I want to be compassionate. I do.
But these days, everyone thinks it’s so easy to make a quick buck. They just jump on board with the newest trend, or franchise and they don’t even care about what it is they are actually doing.
That’s what I hate about stupid strip malls.
So many terrible hair and nail salons to choose from.
Do you REALLY love painting nails or is it easy to buy a bottle of polish and paint it on fingers?
And then you wonder why within a year or so they all close down.
Too much too soon. Not enough care goes into businesses.
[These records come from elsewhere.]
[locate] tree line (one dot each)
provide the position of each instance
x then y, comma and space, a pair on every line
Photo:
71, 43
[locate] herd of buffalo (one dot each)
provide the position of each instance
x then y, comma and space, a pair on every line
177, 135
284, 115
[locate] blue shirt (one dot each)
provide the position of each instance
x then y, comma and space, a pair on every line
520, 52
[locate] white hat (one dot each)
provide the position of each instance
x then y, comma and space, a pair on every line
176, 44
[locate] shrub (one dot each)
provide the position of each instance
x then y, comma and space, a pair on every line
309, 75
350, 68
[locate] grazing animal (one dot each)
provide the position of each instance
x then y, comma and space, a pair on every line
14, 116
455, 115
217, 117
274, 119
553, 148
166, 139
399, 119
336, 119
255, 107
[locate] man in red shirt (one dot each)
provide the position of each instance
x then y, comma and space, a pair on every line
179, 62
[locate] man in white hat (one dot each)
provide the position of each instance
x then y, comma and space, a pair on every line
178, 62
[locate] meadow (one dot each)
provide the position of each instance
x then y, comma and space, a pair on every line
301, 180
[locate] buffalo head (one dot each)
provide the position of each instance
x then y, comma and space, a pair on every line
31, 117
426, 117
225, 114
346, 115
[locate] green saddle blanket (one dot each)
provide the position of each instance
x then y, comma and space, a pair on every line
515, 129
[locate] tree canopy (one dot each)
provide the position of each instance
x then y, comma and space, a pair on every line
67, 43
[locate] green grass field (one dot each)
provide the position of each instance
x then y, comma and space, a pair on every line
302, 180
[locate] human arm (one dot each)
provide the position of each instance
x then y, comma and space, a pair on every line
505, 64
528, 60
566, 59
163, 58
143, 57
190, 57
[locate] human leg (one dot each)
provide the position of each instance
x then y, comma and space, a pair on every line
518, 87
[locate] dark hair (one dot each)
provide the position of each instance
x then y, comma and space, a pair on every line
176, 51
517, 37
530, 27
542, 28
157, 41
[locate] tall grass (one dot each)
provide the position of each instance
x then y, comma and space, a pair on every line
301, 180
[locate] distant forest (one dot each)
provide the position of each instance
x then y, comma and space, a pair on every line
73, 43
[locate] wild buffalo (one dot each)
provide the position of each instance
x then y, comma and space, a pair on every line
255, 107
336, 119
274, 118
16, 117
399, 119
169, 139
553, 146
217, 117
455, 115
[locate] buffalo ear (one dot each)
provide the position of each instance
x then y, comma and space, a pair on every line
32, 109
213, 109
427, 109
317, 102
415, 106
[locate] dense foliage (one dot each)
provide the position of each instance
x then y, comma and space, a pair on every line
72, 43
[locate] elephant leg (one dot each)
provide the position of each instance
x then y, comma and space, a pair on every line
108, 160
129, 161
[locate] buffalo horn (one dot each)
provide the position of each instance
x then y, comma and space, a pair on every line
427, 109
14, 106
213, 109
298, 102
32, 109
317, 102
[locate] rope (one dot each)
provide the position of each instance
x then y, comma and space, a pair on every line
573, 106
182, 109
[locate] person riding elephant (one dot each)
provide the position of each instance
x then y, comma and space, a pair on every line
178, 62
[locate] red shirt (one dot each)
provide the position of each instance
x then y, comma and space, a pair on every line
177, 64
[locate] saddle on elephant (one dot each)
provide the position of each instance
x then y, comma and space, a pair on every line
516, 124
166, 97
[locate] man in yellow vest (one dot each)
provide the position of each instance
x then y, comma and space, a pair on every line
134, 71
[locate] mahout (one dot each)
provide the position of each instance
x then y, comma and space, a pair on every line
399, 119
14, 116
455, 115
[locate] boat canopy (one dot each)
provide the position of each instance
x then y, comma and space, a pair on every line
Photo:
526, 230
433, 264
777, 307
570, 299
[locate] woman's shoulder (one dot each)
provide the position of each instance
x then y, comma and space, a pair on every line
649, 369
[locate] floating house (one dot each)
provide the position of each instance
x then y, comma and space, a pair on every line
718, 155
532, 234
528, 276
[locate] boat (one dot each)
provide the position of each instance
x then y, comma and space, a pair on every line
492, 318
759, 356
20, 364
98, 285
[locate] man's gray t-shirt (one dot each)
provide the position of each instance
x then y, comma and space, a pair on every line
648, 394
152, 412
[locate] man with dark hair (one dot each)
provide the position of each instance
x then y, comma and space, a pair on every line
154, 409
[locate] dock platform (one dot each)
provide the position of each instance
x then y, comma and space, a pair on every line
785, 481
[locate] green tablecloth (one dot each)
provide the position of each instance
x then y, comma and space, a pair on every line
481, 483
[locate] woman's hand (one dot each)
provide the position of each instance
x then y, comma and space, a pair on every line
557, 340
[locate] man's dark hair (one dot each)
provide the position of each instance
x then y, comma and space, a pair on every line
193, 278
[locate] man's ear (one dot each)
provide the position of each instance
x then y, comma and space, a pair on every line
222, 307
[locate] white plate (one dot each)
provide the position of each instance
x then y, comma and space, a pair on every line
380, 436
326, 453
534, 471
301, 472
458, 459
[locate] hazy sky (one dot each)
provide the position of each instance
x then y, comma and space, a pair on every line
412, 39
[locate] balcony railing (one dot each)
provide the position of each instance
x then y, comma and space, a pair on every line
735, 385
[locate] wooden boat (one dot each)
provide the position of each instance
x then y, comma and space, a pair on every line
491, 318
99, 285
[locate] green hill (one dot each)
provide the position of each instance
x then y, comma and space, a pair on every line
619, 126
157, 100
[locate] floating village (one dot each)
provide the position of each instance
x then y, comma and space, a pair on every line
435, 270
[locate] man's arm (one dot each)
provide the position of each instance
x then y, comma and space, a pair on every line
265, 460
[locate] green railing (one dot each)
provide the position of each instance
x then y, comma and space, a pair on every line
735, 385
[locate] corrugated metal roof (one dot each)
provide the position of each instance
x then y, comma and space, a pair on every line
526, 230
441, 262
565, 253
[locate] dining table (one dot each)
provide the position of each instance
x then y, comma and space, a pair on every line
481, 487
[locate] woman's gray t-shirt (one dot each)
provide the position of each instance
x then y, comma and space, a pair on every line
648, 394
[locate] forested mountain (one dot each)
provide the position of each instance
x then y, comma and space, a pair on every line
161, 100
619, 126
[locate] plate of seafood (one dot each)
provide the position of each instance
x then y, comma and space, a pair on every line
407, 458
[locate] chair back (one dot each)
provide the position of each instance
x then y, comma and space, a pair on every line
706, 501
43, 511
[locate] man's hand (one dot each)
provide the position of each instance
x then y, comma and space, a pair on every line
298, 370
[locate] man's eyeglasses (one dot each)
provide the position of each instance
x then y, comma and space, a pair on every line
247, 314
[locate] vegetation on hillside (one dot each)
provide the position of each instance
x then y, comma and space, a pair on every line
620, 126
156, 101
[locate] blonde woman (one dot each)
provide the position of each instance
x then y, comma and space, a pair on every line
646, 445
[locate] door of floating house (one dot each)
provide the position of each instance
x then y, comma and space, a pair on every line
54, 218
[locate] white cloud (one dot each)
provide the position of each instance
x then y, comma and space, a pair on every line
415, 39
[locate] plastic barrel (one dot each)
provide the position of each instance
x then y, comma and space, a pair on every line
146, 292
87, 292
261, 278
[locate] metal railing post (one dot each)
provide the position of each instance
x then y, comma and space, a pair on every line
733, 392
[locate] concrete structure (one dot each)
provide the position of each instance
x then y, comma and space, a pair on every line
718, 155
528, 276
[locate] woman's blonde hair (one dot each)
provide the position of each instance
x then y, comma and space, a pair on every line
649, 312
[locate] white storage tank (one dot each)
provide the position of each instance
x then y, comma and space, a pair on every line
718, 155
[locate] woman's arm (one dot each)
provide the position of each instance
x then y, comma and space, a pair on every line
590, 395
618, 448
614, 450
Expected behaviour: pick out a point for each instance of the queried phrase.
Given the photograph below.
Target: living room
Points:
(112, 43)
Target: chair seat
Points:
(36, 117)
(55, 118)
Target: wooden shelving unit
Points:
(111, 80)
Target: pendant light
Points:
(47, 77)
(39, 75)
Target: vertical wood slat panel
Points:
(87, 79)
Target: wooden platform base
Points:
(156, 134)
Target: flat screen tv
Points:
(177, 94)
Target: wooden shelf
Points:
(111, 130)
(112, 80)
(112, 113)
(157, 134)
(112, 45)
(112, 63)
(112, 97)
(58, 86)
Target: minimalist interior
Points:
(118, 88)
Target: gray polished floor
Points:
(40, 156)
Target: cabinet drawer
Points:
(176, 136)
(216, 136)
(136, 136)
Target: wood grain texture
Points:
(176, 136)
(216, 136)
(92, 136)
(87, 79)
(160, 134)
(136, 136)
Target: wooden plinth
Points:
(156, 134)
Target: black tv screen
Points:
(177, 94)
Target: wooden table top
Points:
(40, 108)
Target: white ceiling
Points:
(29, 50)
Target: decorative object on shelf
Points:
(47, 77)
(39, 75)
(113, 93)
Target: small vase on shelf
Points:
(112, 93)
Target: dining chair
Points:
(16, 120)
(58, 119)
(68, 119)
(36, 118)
I should have known with this bagel. But I’ve been disappointed by so much lately that I’m willing to give everything the benefit of the doubt.
"Rolled and baked daily."
Everyone knows you boil bagels first.
And it’s so thick and crunchy, but not because it’s over toasted.
Just like coffee shops. It’s a good idea, but you don’t even know the slightest thing about coffee. You just go to the warehouse to buy everything you need and you think it is enough.
It’s not enough.
But maybe it’s just me. Maybe I’m just too hard to please. Maybe I just expect more out of things. More out of my money, my hope, my dreams, my life.
Maybe it’s just wrong for me to expect more from this world.
I mean, as advanced as this world is you would think people would want more, but I guess I’m just alone in this. I guess I should continue to settle.
These are just my jumbled thoughts. Incomplete.